We have yet to see any large-scale tabnabbing attacks against unsuspecting internet users. It looks like, for the time being, at least, the crooks prefer to use more traditional schemes for stealing people's credentials. It's not easy to justify this decision.

Indeed, tabnabbing involves compromising a website and injecting code into it, which makes it more of a technical challenge. At the same time, however, the social engineering involved in the classic phishing campaigns is absent in this case. Perhaps most of the crooks are happy with the results of the tried and tested methods and reckon that the additional innovation is not worth the effort. That being said, you mustn't underestimate the threat.

What can you do to protect yourself from tabnabbing?

Obviously, a tabnabbing attack can only work against users who don't have the habit of closing their inactive tabs. Unfortunately, for many people, using fewer tabs is easier said than done. Nevertheless, better tab management can always help. Experts advise on using multiple browser windows and arranging different sets of tasks in them.
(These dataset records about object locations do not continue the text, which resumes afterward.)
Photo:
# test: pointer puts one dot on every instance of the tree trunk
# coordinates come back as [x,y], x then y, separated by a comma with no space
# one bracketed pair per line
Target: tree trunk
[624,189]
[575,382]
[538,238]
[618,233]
While not foolproof, it might just help you spot something suspicious.

From a technical perspective, you can try using an extension like No Script to block any potentially malicious code from silently refreshing pages and loading bogus login forms. If you let it block all JavaScript code, however, many of your favorite websites won't function properly, and for the majority of users, manually selecting which scripts need to be stopped is too difficult.

The thing that can really save you is your own attention to detail. As we mentioned already, a tabnabbing attack relies on a fake login form, and the good thing about fake login forms is that they can't be hosted on the domain they are trying to impersonate. If you establish the habit of double-checking the address bar of your browser before entering your username and password, you have a good chance of protecting yourself from both tabnabbing and from more traditional phishing.